Of course you can! Entry and reception areas are upgrading the guest experience by introducing comfortable lounge seating and collaborative hubs in traditional office environments. Designers are creating multi-functional lobby areas to establish inviting spaces for visitors to wait and relax before a big meeting.

Hospitality design strategies that implore guests to linger longer are increasingly being replicated in workplace design. In hotels, the adoption of multi-purpose lobbies that blend function with eateries and bar experiences have been successful in appealing to evolving traveler tastes.

The layering of materials in the lounge space at Solis Carraway offers users a tranquil respite that evokes creativity and comfort.

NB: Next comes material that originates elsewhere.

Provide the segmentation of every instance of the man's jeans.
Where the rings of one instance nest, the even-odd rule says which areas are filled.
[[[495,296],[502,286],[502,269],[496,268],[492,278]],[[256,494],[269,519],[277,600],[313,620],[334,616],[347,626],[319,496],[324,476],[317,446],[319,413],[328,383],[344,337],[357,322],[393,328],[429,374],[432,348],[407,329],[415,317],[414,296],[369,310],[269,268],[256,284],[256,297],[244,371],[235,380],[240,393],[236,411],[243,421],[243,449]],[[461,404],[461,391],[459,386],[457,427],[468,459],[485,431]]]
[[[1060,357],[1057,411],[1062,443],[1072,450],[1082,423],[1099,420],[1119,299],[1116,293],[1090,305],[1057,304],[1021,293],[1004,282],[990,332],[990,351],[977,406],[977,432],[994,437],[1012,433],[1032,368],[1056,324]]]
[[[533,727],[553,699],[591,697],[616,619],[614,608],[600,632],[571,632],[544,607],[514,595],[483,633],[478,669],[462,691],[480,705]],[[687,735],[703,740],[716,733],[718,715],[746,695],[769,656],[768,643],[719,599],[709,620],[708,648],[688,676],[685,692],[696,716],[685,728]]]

This can take shape in the office lobby, too, from a cozy charette of soft seating punctuated by laptop tables to allow guests to wrap up any last minute work to implementing coffee bars. The reception area can even double as the primary café for the office, making it less of a formal waiting spot and into a vibrant space where the activity never stops, such as the lounge area at Solis Carraway, an apartment complex in Chamblee, Georgia, with a ground-floor lounge that doubles as a coworking space.

Although the office lobby will likely continue to transform, the most crucial aspect of the entry area is designing a place that is intuitive, purposeful, and comfortable. Whether the receptionist ever makes a comeback, the built environment should always be capable of setting the stage for an engaging and productive experience for visitors.